Le salarié compte tenu de son ancienneté inférieure à 2 ans, a droit à une indemnité compensatrice de préavis d’un mois, soit la somme de 2 040,55 euros bruts outre 204,56 euros de congés payés afférents.
Sur l’indemnité légale de licenciement
M. [S] justifiait d’une ancienneté d’un an et 3 mois. Il est en conséquence fondé à obtenir le paiement d’une indemnité légale de licenciement de 637,14 euros en application de l’article L. 1234-9 du code du travail.
Sur l’indemnité pour licenciement sans cause réelle et sérieuse
Cette demande, par voie d’infirmation, sera rejetée, au vu de la cause réelle et sérieuse retenue.
Sur la demande de dommages-intérêts pour préjudice distinct
En réparation du préjudice distinct causé par le comportement fautif de l’employeur, le salarié peut prétendre à l’octroi de dommages-intérêts se cumulant avec l’indemnité pour licenciement sans cause réelle et sérieuse (Soc, 12 mars 1987, n°84-41.002, publié).
Il incombe au salarié d’apporter les éléments de preuve pour justifier le préjudice qu’il invoque, et dont l’existence et l’évaluation relèvent du pouvoir souverain d’appréciation des juges du fond (Soc., 13 avril 2016, pourvoi n°14-28.293, publié, Soc., 9 décembre 2020, pourvoi n° 19-13.470).
En l’espèce, le salarié n’invoque aucun préjudice particulier, et ne verse aucune offre de preuve justifiant avoir subi un préjudice distinct de celui résultant de son licenciement, lequel était d’ailleurs justifié.
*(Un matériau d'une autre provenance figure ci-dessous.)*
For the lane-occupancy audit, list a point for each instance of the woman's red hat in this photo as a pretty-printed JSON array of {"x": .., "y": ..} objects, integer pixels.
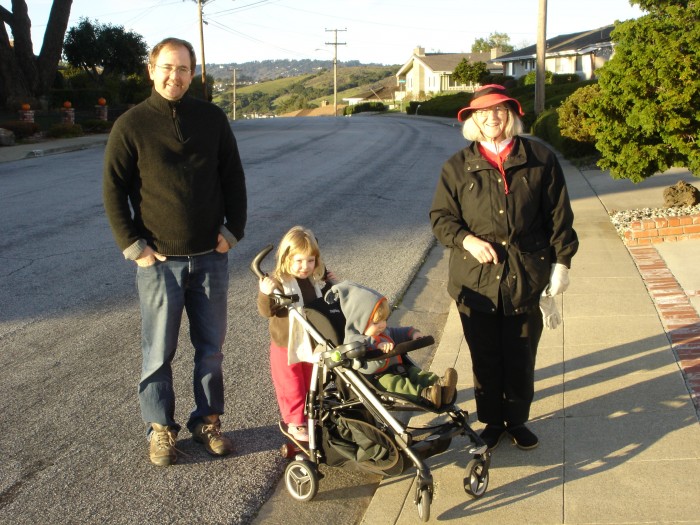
[{"x": 487, "y": 96}]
Par voie de confirmation, il convient donc de débouter M. [S] de sa demande de dommages-intérêts à ce titre.
Sur la remise des documents de fin de contrat
Il convient d’ordonner la remise par la société [10] à M. [S] d’un bulletin de paie récapitulatif et d’une attestation France travail conformes à la présente décision, sans que le prononcé d’une astreinte soit nécessaire.
Sur les dépens et les frais irrépétibles
La société [10] succombant dans la présente instance, elle sera condamnée aux dépens d’appel.
Il y a lieu de la condamner à verser au salarié la somme de 2 000 euros au titre de l’article 700 du code de procédure civile en cause d’appel.
PAR CES MOTIFS:
Statuant publiquement et par arrêt contradictoire, la cour :
CONFIRME le jugement entrepris en ce qu’il a débouté M. [S] de sa demande au titre du préjudice distinct, de sa demande d’heures supplémentaires, et de sa demande d’indemnité pour licenciement sans cause réelle et sérieuse ;
INFIRME pour le surplus ;
STATUANT à nouveau des chefs infirmés et y ajoutant :
FIXE le salaire de référence de M. [S] à la somme de 2 040,55 euros bruts mensuel,
DIT que la faute grave n’est pas justifiée ;
DIT le licenciement de M. [S] est justifié par une cause réelle et sérieuse ;
CONDAMNE la société [10] à payer à M. [S] les sommes suivantes :
. 1 020,27 euros au titre du rappel de salaire de la mise à pied à titre conservatoire, outre 102,02 euros de congés payés afférents,
. 2 040,55 euros à titre d’indemnité compensatrice de préavis, outre 204,56 euros de congés payés afférents,
. 637,14 euros à titre d’indemnité légale de licenciement,
DONNE injonction à la société [10] de remettre à M. [S] une attestation France travail et un bulletin de salaire récapitulatif conformes à la présente décision,
REJETTE la demande d’astreinte,
DÉBOUTE les parties de leurs demandes autres, plus amples, ou contraires,
CONDAMNE la société [10] à payer à M. [S] la somme de 2 000 euros sur le fondement de l’article 700 du code de procédure civile,
CONDAMNE la société [10] aux dépens de la procédure d’appel.
. prononcé par mise à disposition de l’arrêt au greffe de la cour, les parties en ayant été préalablement avisées dans les conditions prévues au deuxième alinéa de l’article 450 du code de procédure civile.
. signé par Monsieur Laurent Baby, conseiller faisant fonction de président et par Madame Dorothée Marcinek, greffière à qui la minute de la décision a été remise par le magistrat signataire.